The stamp duty is another small levy on second-hand house transactions, usually 0. 05 per cent of the transaction price. The buyer and the seller share this tax。
5. Intermediary fees
Intermediary fees are also payable in cases of sale of houses through intermediaries. The rate of the intermediary fee is usually between 1 and 3 per cent of the transaction price of the house, which is determined by the intermediary and market conditions。

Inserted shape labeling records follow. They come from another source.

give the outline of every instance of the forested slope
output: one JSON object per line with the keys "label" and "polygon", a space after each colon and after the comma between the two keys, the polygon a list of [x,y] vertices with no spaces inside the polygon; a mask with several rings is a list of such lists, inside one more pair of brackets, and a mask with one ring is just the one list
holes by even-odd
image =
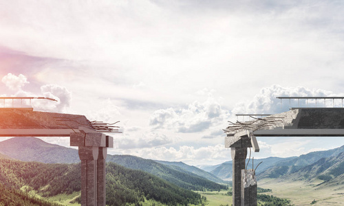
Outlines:
{"label": "forested slope", "polygon": [[0,206],[3,205],[62,206],[55,203],[30,197],[23,192],[8,188],[0,183]]}
{"label": "forested slope", "polygon": [[[42,196],[79,192],[80,175],[80,163],[47,164],[0,159],[0,182],[3,187],[18,191],[25,186],[26,190],[34,190]],[[193,192],[147,172],[128,169],[114,163],[107,164],[106,178],[109,205],[138,203],[144,201],[144,198],[171,205],[201,202],[200,196]]]}
{"label": "forested slope", "polygon": [[147,172],[188,190],[218,190],[226,189],[225,185],[217,184],[196,174],[178,171],[151,159],[131,155],[113,155],[108,157],[107,161],[131,169]]}

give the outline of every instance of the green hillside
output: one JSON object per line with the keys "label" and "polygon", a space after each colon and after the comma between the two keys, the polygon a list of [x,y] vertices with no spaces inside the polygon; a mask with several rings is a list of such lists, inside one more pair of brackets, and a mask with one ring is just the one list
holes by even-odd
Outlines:
{"label": "green hillside", "polygon": [[[6,188],[33,191],[43,197],[80,190],[80,165],[47,164],[0,159],[0,182]],[[107,164],[107,205],[123,205],[154,199],[173,205],[197,204],[199,194],[147,172]]]}
{"label": "green hillside", "polygon": [[77,150],[49,144],[36,137],[13,137],[0,141],[0,153],[25,161],[49,163],[80,162]]}
{"label": "green hillside", "polygon": [[[68,163],[80,162],[77,150],[48,144],[35,137],[14,137],[0,141],[0,153],[25,161]],[[226,187],[213,182],[221,183],[221,179],[182,163],[181,163],[184,164],[184,168],[193,168],[193,172],[181,170],[180,168],[169,167],[152,160],[134,156],[108,154],[107,161],[149,172],[186,189],[218,190]]]}
{"label": "green hillside", "polygon": [[0,206],[62,206],[61,205],[30,197],[22,191],[9,188],[0,183]]}
{"label": "green hillside", "polygon": [[[344,152],[335,157],[321,158],[308,165],[283,165],[272,167],[258,175],[258,179],[283,178],[290,180],[311,181],[319,179],[325,182],[336,179],[336,185],[342,183],[338,177],[344,174]],[[332,181],[331,181],[332,182]],[[326,184],[328,185],[329,183]]]}
{"label": "green hillside", "polygon": [[223,181],[222,179],[218,178],[211,173],[207,172],[195,166],[189,165],[181,161],[166,161],[157,160],[155,160],[155,161],[182,172],[190,173],[191,174],[196,174],[217,183],[226,183],[226,181]]}
{"label": "green hillside", "polygon": [[201,196],[180,188],[147,172],[129,170],[109,163],[107,165],[107,204],[123,205],[153,199],[169,205],[201,203]]}
{"label": "green hillside", "polygon": [[140,170],[156,175],[179,187],[192,190],[202,191],[226,190],[226,186],[215,183],[200,176],[182,172],[153,160],[130,155],[114,155],[107,158],[126,168]]}

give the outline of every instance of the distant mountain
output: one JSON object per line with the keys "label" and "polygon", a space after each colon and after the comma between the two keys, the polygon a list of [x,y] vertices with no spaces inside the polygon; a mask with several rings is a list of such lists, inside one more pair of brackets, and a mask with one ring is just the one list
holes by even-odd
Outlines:
{"label": "distant mountain", "polygon": [[258,179],[280,178],[285,181],[320,179],[327,186],[344,183],[343,177],[344,152],[335,157],[321,158],[308,165],[274,166],[257,176]]}
{"label": "distant mountain", "polygon": [[1,183],[0,200],[1,200],[1,205],[62,206],[62,205],[33,197],[19,190],[4,187]]}
{"label": "distant mountain", "polygon": [[[48,144],[35,137],[14,137],[1,141],[0,153],[25,161],[67,163],[80,162],[77,150]],[[199,174],[206,176],[204,177],[185,170],[180,170],[180,168],[172,168],[153,160],[129,155],[108,154],[107,161],[149,172],[186,189],[201,190],[203,188],[224,188],[224,186],[206,179],[210,178],[211,174],[205,172],[202,173],[198,171]],[[184,167],[188,168],[186,165]],[[213,178],[216,179],[213,176]]]}
{"label": "distant mountain", "polygon": [[279,166],[299,166],[308,165],[315,163],[321,158],[327,158],[330,157],[335,157],[339,153],[344,152],[344,146],[336,148],[332,150],[325,151],[316,151],[310,152],[305,154],[302,154],[292,159],[286,159],[277,163]]}
{"label": "distant mountain", "polygon": [[207,172],[195,166],[189,165],[181,161],[177,162],[177,161],[157,161],[157,160],[155,160],[155,161],[164,164],[165,165],[167,165],[172,169],[178,170],[182,172],[185,172],[185,173],[191,172],[191,174],[197,174],[200,176],[204,177],[206,179],[208,179],[215,183],[226,183],[226,181],[223,181],[222,179],[218,178],[217,176],[215,176],[211,173]]}
{"label": "distant mountain", "polygon": [[36,137],[13,137],[0,141],[0,153],[25,161],[80,162],[77,150],[49,144]]}
{"label": "distant mountain", "polygon": [[[107,205],[138,205],[144,201],[144,198],[174,205],[197,205],[202,202],[200,194],[147,172],[128,169],[114,163],[107,163],[106,167]],[[16,190],[34,192],[33,194],[43,197],[71,194],[80,190],[80,164],[48,164],[0,159],[0,182],[1,203],[8,197],[11,200],[18,199],[18,203],[26,198],[20,193],[16,194]],[[8,191],[9,188],[14,192],[9,194],[1,192]],[[80,193],[74,194],[76,199]],[[34,198],[32,201],[34,201]],[[21,205],[50,205],[38,203]]]}
{"label": "distant mountain", "polygon": [[224,162],[210,172],[224,181],[232,181],[232,161]]}
{"label": "distant mountain", "polygon": [[[248,158],[249,157],[247,157]],[[247,168],[249,169],[252,169],[252,161],[254,163],[253,168],[256,168],[257,165],[262,162],[258,168],[257,168],[256,174],[258,174],[264,171],[265,171],[268,168],[272,165],[275,165],[277,163],[283,161],[291,161],[296,157],[288,157],[288,158],[280,158],[280,157],[268,157],[264,159],[253,159],[251,158],[250,161],[248,163],[248,159],[246,159]],[[233,176],[233,168],[232,168],[232,161],[226,161],[216,167],[212,171],[210,172],[211,174],[215,175],[216,176],[221,178],[222,179],[226,181],[232,181]]]}
{"label": "distant mountain", "polygon": [[221,164],[215,165],[197,165],[198,168],[204,170],[208,172],[211,172],[212,170],[213,170],[215,168],[217,168]]}
{"label": "distant mountain", "polygon": [[178,186],[193,190],[205,188],[217,190],[226,186],[211,181],[189,172],[181,172],[151,159],[131,155],[109,155],[107,161],[133,170],[140,170],[156,175]]}
{"label": "distant mountain", "polygon": [[13,159],[13,158],[11,158],[6,154],[1,154],[1,153],[0,153],[0,159]]}

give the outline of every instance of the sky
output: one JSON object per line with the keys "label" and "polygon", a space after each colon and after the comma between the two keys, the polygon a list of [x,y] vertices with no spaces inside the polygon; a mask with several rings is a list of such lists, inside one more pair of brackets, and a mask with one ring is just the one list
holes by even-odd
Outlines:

The following is a simple example of tariff calculation:
Example of method of calculation of tax type (assuming a value of $1 million)
Taxes
1 - 3% of the transaction price
1 million x 1. 5% = 15 000
Personal income tax

(transfer price - purchase price - reasonable cost) x 20%
(1 million - 800,000 - 20,000) x 20% = 36,000
Value added tax
5. 6% of the bargain price
1 million x 5. 6% = 56,000
Stamp tax
0. 05% of the deal price
1 million x 0. 05 per cent = 0. 05 million
Intermediary fees
1 - 3% of the transaction price
1 million x 2 per cent = 20,000

Through the above-mentioned forms, buyers are able to see clearly the method of calculation and the amount of each tax charge, thereby better planning the purchase budget. In practice, buyers and sellers are advised to consult in detail local tax authorities or professional tax consultants prior to the transaction to ensure that the calculation of taxes and fees is accurate。